4. This returns all equally good optimal tear sets. That may not really be necessary. For very large flowsheets, there could be an extremely large number of optimal tear edge sets.

solve_tear_direct(G, order, function, tears, outEdges, iterLim, tol, tol_type, report_diffs)[source]

Use direct substitution to solve tears. If multiple tears are given they are solved simultaneously.

Parameters:

  • order – List of lists of order in which to calculate nodes

  • tears – List of tear edge indexes

  • iterLim – Limit on the number of iterations to run

  • tol – Tolerance at which iteration can be stopped

Returns:

List of lists of diff history, differences between input and output values at each iteration

Return type:

list

solve_tear_wegstein(G, order, function, tears, outEdges, iterLim, tol, tol_type, report_diffs, accel_min, accel_max)[source]

Use Wegstein to solve tears. If multiple tears are given they are solved simultaneously.

Parameters:

  • order – List of lists of order in which to calculate nodes

  • tears – List of tear edge indexes

  • iterLim – Limit on the number of iterations to run

  • tol – Tolerance at which iteration can be stopped

  • accel_min – Minimum value for Wegstein acceleration factor

  • accel_max – Maximum value for Wegstein acceleration factor

  • tol_type – Type of tolerance value, either “abs” (absolute) or “rel” (relative to current value)

Returns:

List of lists of diff history, differences between input and output values at each iteration

Return type:

list

sub_graph_edges(G, nodes)[source]

This function returns a list of edge indexes that are included in a subgraph given by a list of nodes.

Returns:

  • edges – List of edge indexes in the subgraph

  • inEdges – List of edge indexes starting outside the subgraph and ending inside

  • outEdges – List of edge indexes starting inside the subgraph and ending outside

tear_upper_bound(G)[source]

This function quickly finds a sub-optimal set of tear edges. This serves as an initial upperbound when looking for an optimal tear set. Having an initial upper bound improves efficiency.

This works by constructing a search tree and just makes a tear set out of all the back edges.

tree_order(adj, adjR, roots=None)[source]

This function determines the ordering of nodes in a directed tree. This is a generic function that can operate on any given tree represented by the adjaceny and reverse adjacency lists. If the adjacency list does not represent a tree the results are not valid.

In the returned order, it is sometimes possible for more than one node to be calculated at once. So a list of lists is returned by this function. These represent a bredth first search order of the tree. Following the order, all nodes that lead to a particular node will be visited before it.

Parameters:

  • adj – An adjeceny list for a directed tree. This uses generic integer node indexes, not node names from the graph itself.
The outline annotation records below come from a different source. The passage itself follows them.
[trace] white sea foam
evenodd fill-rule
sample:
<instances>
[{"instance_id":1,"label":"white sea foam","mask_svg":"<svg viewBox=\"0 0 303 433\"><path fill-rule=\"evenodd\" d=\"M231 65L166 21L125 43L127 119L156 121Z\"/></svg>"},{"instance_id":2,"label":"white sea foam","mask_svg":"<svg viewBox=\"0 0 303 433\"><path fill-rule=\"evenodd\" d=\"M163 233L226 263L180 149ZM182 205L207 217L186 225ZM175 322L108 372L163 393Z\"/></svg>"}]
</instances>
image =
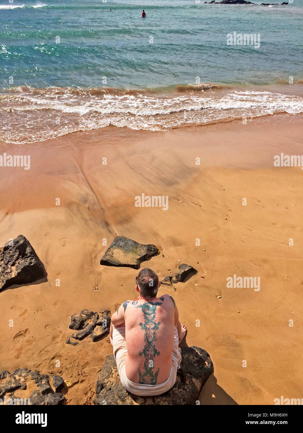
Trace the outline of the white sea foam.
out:
<instances>
[{"instance_id":1,"label":"white sea foam","mask_svg":"<svg viewBox=\"0 0 303 433\"><path fill-rule=\"evenodd\" d=\"M0 9L16 9L17 8L24 7L25 4L0 4Z\"/></svg>"},{"instance_id":2,"label":"white sea foam","mask_svg":"<svg viewBox=\"0 0 303 433\"><path fill-rule=\"evenodd\" d=\"M4 141L46 140L109 125L158 131L243 117L303 113L303 97L268 91L226 89L210 94L160 95L92 90L92 94L91 89L22 87L0 94ZM58 114L60 126L55 122Z\"/></svg>"}]
</instances>

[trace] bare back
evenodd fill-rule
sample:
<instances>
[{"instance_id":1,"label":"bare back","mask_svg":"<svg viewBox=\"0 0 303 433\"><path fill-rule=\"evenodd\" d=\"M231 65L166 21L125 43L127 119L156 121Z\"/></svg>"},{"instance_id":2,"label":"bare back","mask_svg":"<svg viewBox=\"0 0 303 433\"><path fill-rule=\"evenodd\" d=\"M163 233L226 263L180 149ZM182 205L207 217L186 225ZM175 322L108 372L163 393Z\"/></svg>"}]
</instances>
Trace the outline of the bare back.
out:
<instances>
[{"instance_id":1,"label":"bare back","mask_svg":"<svg viewBox=\"0 0 303 433\"><path fill-rule=\"evenodd\" d=\"M169 295L152 302L128 301L125 307L125 372L136 383L155 385L168 378L172 367L175 304ZM125 305L124 303L124 305Z\"/></svg>"}]
</instances>

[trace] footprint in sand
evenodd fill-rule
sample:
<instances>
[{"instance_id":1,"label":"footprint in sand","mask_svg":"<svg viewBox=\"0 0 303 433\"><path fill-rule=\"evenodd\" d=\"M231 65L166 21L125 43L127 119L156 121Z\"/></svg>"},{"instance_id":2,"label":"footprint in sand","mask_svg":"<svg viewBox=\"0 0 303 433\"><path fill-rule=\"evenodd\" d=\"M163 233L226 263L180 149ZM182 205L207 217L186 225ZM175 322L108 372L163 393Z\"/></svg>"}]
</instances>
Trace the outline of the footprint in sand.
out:
<instances>
[{"instance_id":1,"label":"footprint in sand","mask_svg":"<svg viewBox=\"0 0 303 433\"><path fill-rule=\"evenodd\" d=\"M11 307L10 309L13 310L19 310L19 317L21 317L22 316L24 316L24 314L25 314L28 311L28 310L26 310L25 308L20 308L19 307L16 307L16 305L13 305L13 307Z\"/></svg>"},{"instance_id":2,"label":"footprint in sand","mask_svg":"<svg viewBox=\"0 0 303 433\"><path fill-rule=\"evenodd\" d=\"M29 330L28 328L27 328L23 331L19 331L19 332L17 332L13 339L15 343L19 343L26 338L29 334Z\"/></svg>"},{"instance_id":3,"label":"footprint in sand","mask_svg":"<svg viewBox=\"0 0 303 433\"><path fill-rule=\"evenodd\" d=\"M60 242L61 246L65 246L66 245L66 238L60 238Z\"/></svg>"}]
</instances>

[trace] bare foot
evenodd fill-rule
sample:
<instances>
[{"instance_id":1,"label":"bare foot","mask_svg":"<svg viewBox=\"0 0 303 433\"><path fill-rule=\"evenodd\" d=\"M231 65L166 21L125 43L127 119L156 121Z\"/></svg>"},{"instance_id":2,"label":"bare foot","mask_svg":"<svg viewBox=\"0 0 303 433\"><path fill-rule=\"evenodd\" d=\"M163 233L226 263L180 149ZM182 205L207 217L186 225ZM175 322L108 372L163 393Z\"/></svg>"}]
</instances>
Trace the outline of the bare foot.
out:
<instances>
[{"instance_id":1,"label":"bare foot","mask_svg":"<svg viewBox=\"0 0 303 433\"><path fill-rule=\"evenodd\" d=\"M183 338L184 338L186 335L187 333L187 330L184 325L182 323L181 323L181 330L180 333L180 335L179 336L179 346L180 346L180 343L181 341L182 341Z\"/></svg>"}]
</instances>

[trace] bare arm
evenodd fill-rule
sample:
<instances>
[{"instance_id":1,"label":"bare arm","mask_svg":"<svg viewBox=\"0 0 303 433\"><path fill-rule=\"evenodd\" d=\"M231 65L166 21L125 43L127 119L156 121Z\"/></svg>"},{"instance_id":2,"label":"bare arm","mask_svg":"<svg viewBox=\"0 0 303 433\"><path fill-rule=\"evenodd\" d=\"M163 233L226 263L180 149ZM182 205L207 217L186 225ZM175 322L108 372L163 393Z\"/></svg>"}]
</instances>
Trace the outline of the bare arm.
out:
<instances>
[{"instance_id":1,"label":"bare arm","mask_svg":"<svg viewBox=\"0 0 303 433\"><path fill-rule=\"evenodd\" d=\"M125 318L124 314L126 307L128 306L128 304L129 302L129 301L126 301L125 302L122 304L122 305L119 307L117 310L117 312L114 313L112 316L112 323L114 326L119 326L119 325L121 325L124 322L125 322Z\"/></svg>"},{"instance_id":2,"label":"bare arm","mask_svg":"<svg viewBox=\"0 0 303 433\"><path fill-rule=\"evenodd\" d=\"M177 308L177 306L175 304L175 300L172 296L170 296L170 295L169 295L169 296L173 302L174 305L175 306L175 326L177 327L178 335L179 336L180 336L180 333L181 331L181 324L179 321L179 312L178 310L178 308Z\"/></svg>"}]
</instances>

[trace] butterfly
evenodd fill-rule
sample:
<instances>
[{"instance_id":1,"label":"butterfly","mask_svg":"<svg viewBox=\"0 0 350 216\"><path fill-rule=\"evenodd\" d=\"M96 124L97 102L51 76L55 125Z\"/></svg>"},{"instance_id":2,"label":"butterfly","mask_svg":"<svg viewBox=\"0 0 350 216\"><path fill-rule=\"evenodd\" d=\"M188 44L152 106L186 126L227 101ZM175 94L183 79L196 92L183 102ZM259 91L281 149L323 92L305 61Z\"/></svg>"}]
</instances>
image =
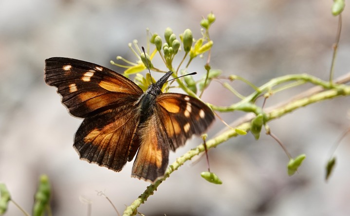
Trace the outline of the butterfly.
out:
<instances>
[{"instance_id":1,"label":"butterfly","mask_svg":"<svg viewBox=\"0 0 350 216\"><path fill-rule=\"evenodd\" d=\"M73 146L80 158L118 172L136 155L131 176L151 183L164 176L169 150L203 133L215 118L198 99L162 92L172 74L144 93L102 66L63 57L45 60L45 82L57 88L72 115L84 118Z\"/></svg>"}]
</instances>

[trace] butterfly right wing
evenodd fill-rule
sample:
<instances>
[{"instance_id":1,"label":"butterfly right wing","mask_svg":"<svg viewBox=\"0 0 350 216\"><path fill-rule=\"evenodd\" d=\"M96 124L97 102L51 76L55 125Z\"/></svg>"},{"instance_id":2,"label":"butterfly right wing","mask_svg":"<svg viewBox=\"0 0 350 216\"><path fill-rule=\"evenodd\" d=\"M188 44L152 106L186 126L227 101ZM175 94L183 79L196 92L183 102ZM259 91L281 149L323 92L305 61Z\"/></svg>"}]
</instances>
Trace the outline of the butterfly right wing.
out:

This allows this to be used on sub-graphs and graps of components more easily.

  • adjR – The reverse adjacency list coresponing to adj

  • roots – List of node indexes to start from. These do not need to be the root nodes of the tree, in some cases like when a node changes the changes may only affect nodes reachable in the tree from the changed node, in the case that roots are supplied not all the nodes in the tree may appear in the ordering. If no roots are supplied, the roots of the tree are used.